Protein Works vient de dévoiler un investissement de 10 millions d’euros pour renforcer son site de Liverpool. Depuis sa création en 2012, la PME y produit des préparations pour boissons protéinées, des substituts de repas, des compléments alimentaires ou encore du snacking grand public.
Nouveaux modes de commercialisation
Lactalis sort ainsi de ses cibles et réseaux de distribution classiques. Dans les segments des protéines, jusqu’ici, le géant laitier opère principalement en B to B, à quelques références près, tels les poudres de lait infantiles Picot vendues en GMS et pharmacie, ou dans une position intermédiaire avec la marque Delical, des compléments alimentaires disponibles en pharmacie, hôpitaux et Ehpad.
Qui plus est, Protein Works ne commercialise pas via les canaux physiques mais uniquement en ligne. Grâce à Internet, ses produits sont vendus au Royaume-Uni et en Irlande, mais aussi dans d’autres pays européens : l’Allemagne, l’Autriche, la Suisse, la France, la Belgique et l’Italie. Ces différents marchés ont généré un chiffre d’affaires en croissance, à 65 millions d’euros sur le dernier exercice.

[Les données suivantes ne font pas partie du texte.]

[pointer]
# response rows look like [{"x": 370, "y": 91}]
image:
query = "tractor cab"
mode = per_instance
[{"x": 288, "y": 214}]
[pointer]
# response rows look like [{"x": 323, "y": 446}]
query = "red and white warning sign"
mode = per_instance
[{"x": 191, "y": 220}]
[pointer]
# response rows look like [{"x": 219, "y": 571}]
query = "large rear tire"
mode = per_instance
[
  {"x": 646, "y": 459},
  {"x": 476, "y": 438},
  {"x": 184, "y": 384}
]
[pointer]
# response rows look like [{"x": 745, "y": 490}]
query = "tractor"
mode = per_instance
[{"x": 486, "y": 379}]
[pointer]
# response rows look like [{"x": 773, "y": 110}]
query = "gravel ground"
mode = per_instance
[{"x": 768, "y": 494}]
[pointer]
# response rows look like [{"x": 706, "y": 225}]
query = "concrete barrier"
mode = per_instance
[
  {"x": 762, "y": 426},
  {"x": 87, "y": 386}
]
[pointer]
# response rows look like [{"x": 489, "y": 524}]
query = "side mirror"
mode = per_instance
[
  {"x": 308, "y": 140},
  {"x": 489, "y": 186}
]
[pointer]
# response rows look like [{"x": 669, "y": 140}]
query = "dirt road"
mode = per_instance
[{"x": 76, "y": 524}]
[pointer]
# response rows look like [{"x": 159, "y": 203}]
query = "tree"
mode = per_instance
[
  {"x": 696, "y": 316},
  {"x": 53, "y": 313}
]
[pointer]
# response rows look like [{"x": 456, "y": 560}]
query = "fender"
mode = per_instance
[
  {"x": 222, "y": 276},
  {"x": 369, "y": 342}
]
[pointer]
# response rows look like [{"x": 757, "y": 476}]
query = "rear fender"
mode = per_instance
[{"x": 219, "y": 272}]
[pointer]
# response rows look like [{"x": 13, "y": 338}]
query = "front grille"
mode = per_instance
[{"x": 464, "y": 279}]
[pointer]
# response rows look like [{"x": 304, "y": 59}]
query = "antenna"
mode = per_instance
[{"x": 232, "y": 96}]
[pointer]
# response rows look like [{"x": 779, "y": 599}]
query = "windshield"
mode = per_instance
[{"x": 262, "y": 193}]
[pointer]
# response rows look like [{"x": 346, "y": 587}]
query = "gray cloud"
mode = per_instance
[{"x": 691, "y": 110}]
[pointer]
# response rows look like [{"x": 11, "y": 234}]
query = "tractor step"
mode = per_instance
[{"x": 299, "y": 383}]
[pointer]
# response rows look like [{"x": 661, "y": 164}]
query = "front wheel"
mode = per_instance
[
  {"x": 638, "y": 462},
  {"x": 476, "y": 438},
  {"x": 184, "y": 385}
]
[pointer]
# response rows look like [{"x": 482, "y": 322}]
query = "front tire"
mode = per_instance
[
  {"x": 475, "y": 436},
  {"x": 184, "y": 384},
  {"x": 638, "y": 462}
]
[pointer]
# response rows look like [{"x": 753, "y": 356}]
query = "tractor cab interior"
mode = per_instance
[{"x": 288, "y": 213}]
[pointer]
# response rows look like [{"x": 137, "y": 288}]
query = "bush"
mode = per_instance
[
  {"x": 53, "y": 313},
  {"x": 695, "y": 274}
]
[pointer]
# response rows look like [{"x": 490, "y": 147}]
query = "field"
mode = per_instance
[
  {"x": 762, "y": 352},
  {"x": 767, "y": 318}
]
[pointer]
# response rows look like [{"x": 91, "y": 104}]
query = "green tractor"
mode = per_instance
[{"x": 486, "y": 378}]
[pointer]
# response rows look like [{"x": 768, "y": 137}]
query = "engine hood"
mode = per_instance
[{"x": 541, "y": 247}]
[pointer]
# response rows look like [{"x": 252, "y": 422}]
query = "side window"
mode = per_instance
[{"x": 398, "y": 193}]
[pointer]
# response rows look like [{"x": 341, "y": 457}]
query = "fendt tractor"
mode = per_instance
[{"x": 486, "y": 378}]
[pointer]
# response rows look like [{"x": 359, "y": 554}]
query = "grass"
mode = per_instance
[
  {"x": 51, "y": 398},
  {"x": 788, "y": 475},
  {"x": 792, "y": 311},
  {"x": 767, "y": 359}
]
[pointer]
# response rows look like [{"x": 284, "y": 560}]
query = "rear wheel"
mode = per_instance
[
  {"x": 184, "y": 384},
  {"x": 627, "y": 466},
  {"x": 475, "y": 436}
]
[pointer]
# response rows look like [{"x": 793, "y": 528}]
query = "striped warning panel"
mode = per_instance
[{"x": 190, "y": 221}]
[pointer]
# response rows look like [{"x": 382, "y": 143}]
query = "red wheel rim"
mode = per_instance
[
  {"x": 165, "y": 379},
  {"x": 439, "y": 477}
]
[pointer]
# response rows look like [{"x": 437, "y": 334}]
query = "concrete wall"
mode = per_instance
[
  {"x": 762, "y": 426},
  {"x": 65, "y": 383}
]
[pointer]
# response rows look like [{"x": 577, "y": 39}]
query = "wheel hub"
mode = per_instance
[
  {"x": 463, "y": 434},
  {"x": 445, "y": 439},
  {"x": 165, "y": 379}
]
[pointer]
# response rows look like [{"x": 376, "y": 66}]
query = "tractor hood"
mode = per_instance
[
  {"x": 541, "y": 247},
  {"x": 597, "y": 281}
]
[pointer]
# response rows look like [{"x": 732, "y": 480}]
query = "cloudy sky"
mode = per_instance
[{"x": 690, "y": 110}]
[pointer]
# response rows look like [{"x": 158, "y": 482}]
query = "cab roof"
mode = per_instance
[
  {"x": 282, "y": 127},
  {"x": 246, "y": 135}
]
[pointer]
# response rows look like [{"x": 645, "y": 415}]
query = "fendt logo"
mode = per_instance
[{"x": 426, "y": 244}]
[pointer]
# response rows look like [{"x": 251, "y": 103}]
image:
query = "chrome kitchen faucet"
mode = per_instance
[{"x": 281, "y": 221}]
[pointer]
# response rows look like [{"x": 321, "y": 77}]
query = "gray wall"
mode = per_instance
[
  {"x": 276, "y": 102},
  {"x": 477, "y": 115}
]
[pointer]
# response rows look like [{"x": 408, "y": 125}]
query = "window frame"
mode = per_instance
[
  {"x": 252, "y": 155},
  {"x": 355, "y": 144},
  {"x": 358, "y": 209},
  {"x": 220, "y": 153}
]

Deux expertises complémentaires
Lactalis mise sur l’expertise digitale des équipes de Protein Works, sur la notoriété de la marque Outre-Manche et sur sa clientèle nourrie aux vidéos sur le bien-être et les performances sportives sur les réseaux sociaux. En commentant l’acquisition de la société, le président de Lactalis Emmanuel Besnier laisse envisager des perspectives de développement. "En combinant notre expertise historique dans les protéines laitières et dans la nutrition santé avec la force de la marque Protein Works et son approche innovante, nous allons pouvoir continuer à développer des produits répondant aux nouvelles attentes des consommateurs, dans cette catégorie dynamique et en croissance", déclare le dirigeant.
Les protéines, un marché énergique
Dans l’agroalimentaire, les produits protéinés dynamisent les ventes. Le skyr ou encore les laits enrichis en protéines en sont de bons exemples au rayon des produits laitiers, arrivé à maturité en Europe. Mais les géants du secteur se positionnent désormais au-delà des produits alimentaires traditionnels. En mars 2026, Danone a ainsi repris le britannique Huel, fabricant de boissons et compléments alimentaires enrichis en protéines végétales. Et cette semaine, en réponse immédiate à Lactalis, Nestlé a annoncé la prise de contrôle de l’allemand yfood, dont les produits riches en protéines sont présentés comme "des repas complets prêts à boire".
Selon les spécialistes, le marché des compléments protéiques devrait représenter 15 milliards d’euros d’ici 2035. Soit le double de sa valeur actuelle.